Community members unite to discuss election

By Karen Colbenson

Post-Bulletin, Austin MN

The election of the country’s first black president is bringing a sense of empowerment to groups of people across southern Minnesota, particularly the young, Latino population.

At a post-election gathering held Thursday at Coffee House on Main, many members of the Austin community shared their thoughts on the results of the election, as well as their hopes for the country. Hosted by the Welcome Center and the Austin Human Rights Commission, people of all ages, races and backgrounds attended the gathering. Jeb Middlebrook, an Austin native who has gained national attention as a rap artist with anti-racist messages, was the special guest.

Students from the Jovenes de Valor (Honorable Youth) group at Austin High School mingled with community members. Members of Minnesota SOL (Strengthening our Lives), the St. Paul-based politically-active youth group that focuses on civic participation in the Latino community, also attended the gathering.


Through weeks of knocking on doors and passing out voter registration cards, SOL was able to register 425 Hispanic voters in the area. According to SOL director Felipe Illescas, there are 48,000 eligible Hispanic voters in Minnesota. In 2006, 22,000 of them voted.

"We need to have our voices heard," said Illescas. "We want to increase the power of all minorities. By voting, that’s a way of demanding the things we need."

Illescas said many in the Latino community believed President-elect Barack Obama was a "great representation for the minority."

"Everybody sort of felt a connection there that they wanted to support — that and his policies," said Illescas. "Many were more vocal in this election and they saw the results of that. It gave them a feeling of power, and they will be more active."

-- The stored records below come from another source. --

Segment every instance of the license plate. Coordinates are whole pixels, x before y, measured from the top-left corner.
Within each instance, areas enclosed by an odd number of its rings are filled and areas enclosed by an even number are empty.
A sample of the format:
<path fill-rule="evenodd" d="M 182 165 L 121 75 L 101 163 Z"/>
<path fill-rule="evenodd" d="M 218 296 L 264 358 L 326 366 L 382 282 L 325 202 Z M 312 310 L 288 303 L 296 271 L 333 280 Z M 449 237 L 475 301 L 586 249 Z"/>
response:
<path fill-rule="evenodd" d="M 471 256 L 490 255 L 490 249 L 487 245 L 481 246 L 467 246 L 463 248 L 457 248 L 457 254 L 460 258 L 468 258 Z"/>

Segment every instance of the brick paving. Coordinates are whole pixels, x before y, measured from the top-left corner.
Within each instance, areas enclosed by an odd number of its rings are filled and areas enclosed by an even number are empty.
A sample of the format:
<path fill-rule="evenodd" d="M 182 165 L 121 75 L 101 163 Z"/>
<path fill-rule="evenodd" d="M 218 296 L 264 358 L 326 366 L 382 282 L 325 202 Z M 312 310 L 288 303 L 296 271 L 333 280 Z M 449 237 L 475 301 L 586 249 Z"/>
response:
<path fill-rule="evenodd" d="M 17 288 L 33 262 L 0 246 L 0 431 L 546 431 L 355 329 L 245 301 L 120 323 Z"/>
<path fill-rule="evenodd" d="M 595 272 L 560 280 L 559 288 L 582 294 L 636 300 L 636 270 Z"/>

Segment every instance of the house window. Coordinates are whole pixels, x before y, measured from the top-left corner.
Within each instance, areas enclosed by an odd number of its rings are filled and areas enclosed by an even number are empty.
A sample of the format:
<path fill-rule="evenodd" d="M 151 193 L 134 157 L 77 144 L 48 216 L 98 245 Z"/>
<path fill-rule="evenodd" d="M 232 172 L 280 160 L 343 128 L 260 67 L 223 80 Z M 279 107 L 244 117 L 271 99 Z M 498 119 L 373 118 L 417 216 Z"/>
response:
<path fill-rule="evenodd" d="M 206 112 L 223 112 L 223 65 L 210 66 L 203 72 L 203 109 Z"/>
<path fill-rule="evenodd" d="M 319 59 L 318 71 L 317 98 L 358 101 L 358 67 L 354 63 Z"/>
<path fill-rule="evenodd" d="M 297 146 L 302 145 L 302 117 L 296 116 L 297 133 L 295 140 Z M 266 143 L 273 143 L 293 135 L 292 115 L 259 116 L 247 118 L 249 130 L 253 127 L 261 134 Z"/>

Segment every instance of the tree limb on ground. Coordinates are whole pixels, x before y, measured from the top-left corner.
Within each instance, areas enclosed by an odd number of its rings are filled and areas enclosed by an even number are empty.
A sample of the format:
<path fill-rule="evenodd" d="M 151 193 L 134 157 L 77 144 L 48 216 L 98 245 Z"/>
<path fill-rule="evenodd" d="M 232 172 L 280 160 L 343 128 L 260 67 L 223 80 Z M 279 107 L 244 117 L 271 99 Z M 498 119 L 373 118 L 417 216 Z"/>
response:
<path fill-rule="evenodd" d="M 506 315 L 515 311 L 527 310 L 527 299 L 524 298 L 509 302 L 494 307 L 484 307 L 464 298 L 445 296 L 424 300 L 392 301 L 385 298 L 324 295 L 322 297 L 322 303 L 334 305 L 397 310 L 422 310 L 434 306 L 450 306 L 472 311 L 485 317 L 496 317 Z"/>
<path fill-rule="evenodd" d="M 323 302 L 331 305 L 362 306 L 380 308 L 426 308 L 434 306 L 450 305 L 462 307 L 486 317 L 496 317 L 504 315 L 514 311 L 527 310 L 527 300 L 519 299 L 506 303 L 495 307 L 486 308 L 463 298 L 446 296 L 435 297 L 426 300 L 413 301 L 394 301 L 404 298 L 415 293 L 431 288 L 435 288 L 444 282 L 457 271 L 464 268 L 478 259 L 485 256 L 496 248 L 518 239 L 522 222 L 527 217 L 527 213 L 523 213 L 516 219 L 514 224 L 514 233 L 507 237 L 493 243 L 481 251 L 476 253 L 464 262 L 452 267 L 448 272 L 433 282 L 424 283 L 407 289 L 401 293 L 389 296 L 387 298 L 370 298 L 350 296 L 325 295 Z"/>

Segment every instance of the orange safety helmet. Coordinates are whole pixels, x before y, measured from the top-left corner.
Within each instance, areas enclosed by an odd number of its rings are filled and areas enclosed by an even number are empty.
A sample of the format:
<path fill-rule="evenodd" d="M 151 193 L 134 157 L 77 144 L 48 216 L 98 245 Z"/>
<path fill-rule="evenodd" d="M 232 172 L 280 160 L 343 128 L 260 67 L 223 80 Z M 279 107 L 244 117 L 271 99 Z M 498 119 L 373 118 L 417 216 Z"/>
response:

Liliana Silvestry, executive director of the Austin Welcome Center, said the gathering was the first in a series of community events to be held over the next year.

"We want people to have a place to exchange experiences and talk to each other," said Silvestry. "People will find out that they have more in common than they may think."

Communication is the key to building bridges, according to Middlebrook.

"This is a universal message — it’s not Democrat, it’s not Republican. When it comes down to it, we all want the same things for our friends and families."